Usage Limits

A simple guide to usage limits with Ai.

dial-indicators

When you're chatting with Cliff, you may occasionally bump into a limit that pauses what you're doing. There are two different kinds, and they work in very different ways. Knowing the difference makes it easier to plan your conversations and get the most out of your subscription.

Usage limits

A usage limit controls how much you can do with Cliff over a stretch of time — think of it as a budget for the day or the week. Every time you send a message, ask Cliff to look something up on the web, or have it draft a document, you're spending a little of that budget. When the budget runs out, you'll need to wait for it to reset before you can keep going.

Cliff actually keeps two of these budgets running at once:

  • A session budget, which covers a stretch of continuous activity. If you take a long enough break, your next message starts a fresh session at zero. If you keep going non-stop, it keeps climbing.
  • A weekly budget, which covers the whole week and resets every Sunday at 3:00 PM Eastern Time.

You can check both at any time under Account → Usage, where each one shows as a percentage with a countdown to its next reset. When either one reaches 100%, the chat box pauses until that meter resets — your existing conversations stay readable, you just can't send new messages on that meter for a bit.

A few things affect how quickly you spend your budget:

  • The length and depth of your conversations. Longer back-and-forth uses more than a quick question.
  • The features you use in a given message. Asking Cliff to search the web, read a webpage, or create a document does more work behind the scenes than a plain reply, so each of those costs a bit more.
  • The model you're chatting with. Cliff lets you pick between heavier and lighter AI models. Heavier models are smarter and more careful, but they spend your budget noticeably faster. Lighter models are quicker and cheaper to run, so the same budget goes further. We recommend leaving the model picker on Auto for most people — Cliff will choose a sensible default that balances quality and budget for everyday use.

If you'd like to stretch your usage further, the simplest move is to stick with Auto (or pick a lighter model) for everyday questions, and only switch to a heavier model for tasks where the extra horsepower really helps — things like a tricky writing project or a complicated decision you're working through.

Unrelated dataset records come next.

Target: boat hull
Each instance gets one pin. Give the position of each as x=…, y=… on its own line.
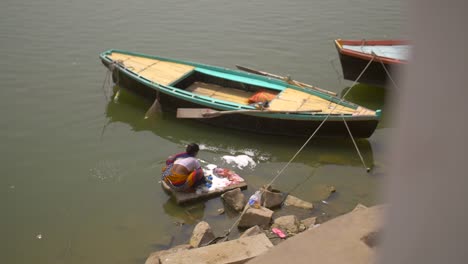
x=361, y=127
x=353, y=63
x=375, y=74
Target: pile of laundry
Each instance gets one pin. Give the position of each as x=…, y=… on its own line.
x=218, y=178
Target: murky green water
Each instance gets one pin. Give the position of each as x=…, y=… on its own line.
x=82, y=171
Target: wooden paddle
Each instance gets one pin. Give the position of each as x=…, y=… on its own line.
x=209, y=113
x=300, y=84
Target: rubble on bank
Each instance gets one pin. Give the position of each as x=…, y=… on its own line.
x=262, y=231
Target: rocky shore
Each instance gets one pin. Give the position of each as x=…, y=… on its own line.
x=262, y=233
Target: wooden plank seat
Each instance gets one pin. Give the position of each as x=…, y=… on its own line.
x=189, y=197
x=220, y=92
x=161, y=72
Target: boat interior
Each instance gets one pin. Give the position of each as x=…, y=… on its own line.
x=220, y=87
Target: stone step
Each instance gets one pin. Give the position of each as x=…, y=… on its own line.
x=235, y=251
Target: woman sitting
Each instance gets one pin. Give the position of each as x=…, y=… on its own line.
x=183, y=171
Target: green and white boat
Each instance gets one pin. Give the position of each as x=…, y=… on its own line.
x=287, y=107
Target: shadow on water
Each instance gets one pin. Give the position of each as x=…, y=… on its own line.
x=130, y=109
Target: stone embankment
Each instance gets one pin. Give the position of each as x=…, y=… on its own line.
x=267, y=240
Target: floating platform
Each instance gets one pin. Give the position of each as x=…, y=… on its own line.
x=183, y=197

If you'd rather not wait for the reset, upgrading your plan raises both budgets right away. Pro gives you more headroom than the trial, and Pro Plus gives you the most. See the billing page for the details.

A few habits that help

A handful of small choices can make both kinds of limit feel less restrictive:

  • Leave it on Auto unless you have a reason not to. Auto picks a sensible model for most messages and keeps your budget from disappearing on small talk. Reach for a heavier model when you want careful reasoning or a polished piece of writing.
  • Start a fresh chat for a new topic. Long-running conversations carry all their history with them, which uses more of your budget on every message. A new chat for a new subject keeps things lean.
  • Be specific in one good message instead of ten vague ones. Cliff can usually do more with a single clear request than with a long volley of small ones.

The big picture

Usage limits exist so Ask Cliff can stay fast and reliable. With a little awareness of what eats into your budget — long chats, heavier models, web searches and document edits — most people never feel them.